Master’s Thesis at the College of Information Technology Explores Signal Classification Using DCT and Deep Learning
Duhaa Fadill Abbas
The College of Information Technology at the University of Babylon hosted a master’s thesis defense in the Software Department titled: “Classification of Signal Types Based on DCT and Deep Learning ”, presented by graduate student Haitham Mohammed Abbas Shakir, and supervised by Prof. Dr. Tawfiq Abdulkhaleq Abbas. The discussion took place on Wednesday, July 9th, 2025, in the college’s Conference Hall, in the presence of faculty members, researchers, and postgraduate students.

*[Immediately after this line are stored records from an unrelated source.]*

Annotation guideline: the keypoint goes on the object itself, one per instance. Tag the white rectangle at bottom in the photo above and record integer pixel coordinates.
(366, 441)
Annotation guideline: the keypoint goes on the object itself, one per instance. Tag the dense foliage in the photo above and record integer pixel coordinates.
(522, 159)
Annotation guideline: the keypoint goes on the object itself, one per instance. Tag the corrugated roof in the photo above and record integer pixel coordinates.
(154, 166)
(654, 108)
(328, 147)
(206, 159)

The thesis highlighted the vital role of sound analysis in real-world applications, particularly in industrial and veterinary fields. It emphasized how experienced operators can often detect mechanical faults in rotating machinery by auditory cues. However, in noisy industrial environments, fault detection becomes significantly more challenging. Likewise, poultry and livestock farmers can recognize disease symptoms and behavioral changes in animals by analyzing their vocal patterns.
The research proposed an intelligent system for classifying and analyzing audio signals using deep learning techniques, specifically a Convolutional Neural Network (CNN). The system first converts audio signals into grayscale images during the pre-processing phase, where background noise is suppressed using the Discrete Cosine Transform (DCT). These transformed images are then fed into the CNN to perform multi-class classification.

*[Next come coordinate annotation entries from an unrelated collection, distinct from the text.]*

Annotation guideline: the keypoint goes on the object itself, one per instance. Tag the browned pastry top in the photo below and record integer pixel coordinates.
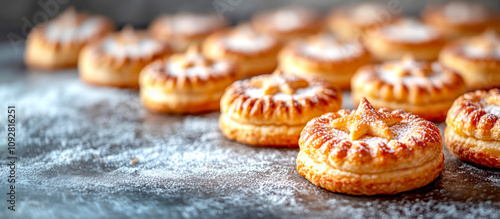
(243, 41)
(72, 29)
(279, 99)
(477, 114)
(286, 21)
(187, 25)
(366, 14)
(129, 45)
(325, 49)
(458, 13)
(409, 31)
(484, 48)
(188, 70)
(370, 141)
(410, 81)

The experimental results demonstrated outstanding performance, achieving 100% accuracy in detecting motor faults, 97.1% in identifying animal sounds, and 97.6% in classifying poultry vocalizations. Moreover, the model maintained high robustness across diverse noise conditions in audio recordings.
This study constitutes a significant contribution to the field of audio signal analysis, paving the way for innovative technologies that can be applied across scientific, industrial, and medical domains. It showcases the effectiveness of integrating signal processing techniques with artificial intelligence to enhance sound recognition and interpretation in complex environments.